Le diagnostic est essentiellement clinique (basé sur les symptômes). Cependant le médecin prescrira souvent une analyse d’urine (à la recherche d’une infection) ou une prise de sang pour doser la créatinine sanguine qui renseigne sur une éventuelle souffrance rénale.

Une échographie permet de visualiser et mesurer le calcul et la dilatation de l’uretère et du rein. On peut aussi avoir recours à la radiographie pour mettre en évidence un calcul que l’on sait radio-opaque (c’est-à-dire visible à la radiographie. En fonction de leur nature, ils ne le sont pas tous). En cas de besoin, un scanner peut affiner le diagnostic de la lésion responsable de l’obstruction.

Quels traitements

Le traitement est d’abord médicamenteux. On va chercher à soulager la douleur, le temps que l’obstruction soit levée et que le calcul s’élimine naturellement. En tout premier lieu et en cas de douleur modérée, le paracétamol peut être utilisé.

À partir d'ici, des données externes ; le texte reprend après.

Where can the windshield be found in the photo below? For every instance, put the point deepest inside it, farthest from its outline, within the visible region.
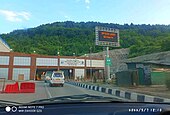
(48, 73)
(116, 49)
(57, 75)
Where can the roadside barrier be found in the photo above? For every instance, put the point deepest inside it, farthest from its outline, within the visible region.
(25, 87)
(12, 88)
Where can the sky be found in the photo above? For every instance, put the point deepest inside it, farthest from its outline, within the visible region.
(22, 14)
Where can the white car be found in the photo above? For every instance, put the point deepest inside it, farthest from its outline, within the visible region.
(57, 79)
(48, 76)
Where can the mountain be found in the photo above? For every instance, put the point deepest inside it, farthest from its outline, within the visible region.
(77, 37)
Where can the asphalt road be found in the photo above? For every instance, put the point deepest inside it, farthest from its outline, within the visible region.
(43, 91)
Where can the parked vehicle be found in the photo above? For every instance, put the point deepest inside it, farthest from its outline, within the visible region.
(48, 76)
(57, 79)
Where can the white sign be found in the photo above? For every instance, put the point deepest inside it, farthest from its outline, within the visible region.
(72, 62)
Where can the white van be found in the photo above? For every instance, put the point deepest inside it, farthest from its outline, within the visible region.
(57, 79)
(48, 76)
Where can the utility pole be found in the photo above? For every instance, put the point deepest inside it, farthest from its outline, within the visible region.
(91, 64)
(108, 66)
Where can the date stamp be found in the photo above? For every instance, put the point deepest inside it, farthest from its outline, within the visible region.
(145, 110)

Le traitement en urgence fait appel à :

  • Des anti-inflammatoires non stéroïdiens (AINS). On utilise habituellement le Kétoprofène en intra-veineux pour plus d’efficacité ou le diclofénac en intra-musculaire;
  • Des antalgiques puissants comme les morphiniques peuvent être administrés, seuls ou associés aux AINS ;
  • Des antispasmodiques, type phloroglucinol, mais leur efficacité est mal établie dans la colique néphrétique.

On recommande aussi de ne pas boire en excès, pour ne pas augmenter la pression dans le rein malade.

Le patient doit conserver ses urines et les filtrer avec un filtre à café afin de recueillir le calcul expulsé. Son analyse apportera des renseignements précieux.

A savoir ! Les AINS sont contre-indiqués pendant la grossesse. Or la grossesse est une période à risque de présenter des calculs urinaires à cause de l’augmentation physiologique de la teneur en calcium et en sucre dans les urines.

lithotritie extracorporelle

Appareil pour lithotritie extracorporelle

Si la lithiase ne s’élimine pas naturellement, on aura recours à différentes techniques pour la dissoudre :

  • La lithotritie extracorporelle: envoi d’ultrasons à travers la peau qui vont désintégrer le ou les calculs par un effet d’ondes de choc ;
  • L’endoscopie des voies urinaires et fragmentation du calcul avec un laser ;
  • Exceptionnellement, la chirurgie.

A savoir ! La séance de lithotritie extracorporelle se déroule en milieu hospitalier sur une journée. Le patient reçoit des calmants contre la douleur, puis le calcul est repéré par rayon X. La tête de traitement est installée au contact de la peau. Les ondes de choc sont ressenties comme des sortes de « claques » ; la douleur est généralement tolérable. Le calcul est fragmenté en 30 à 60 minutes.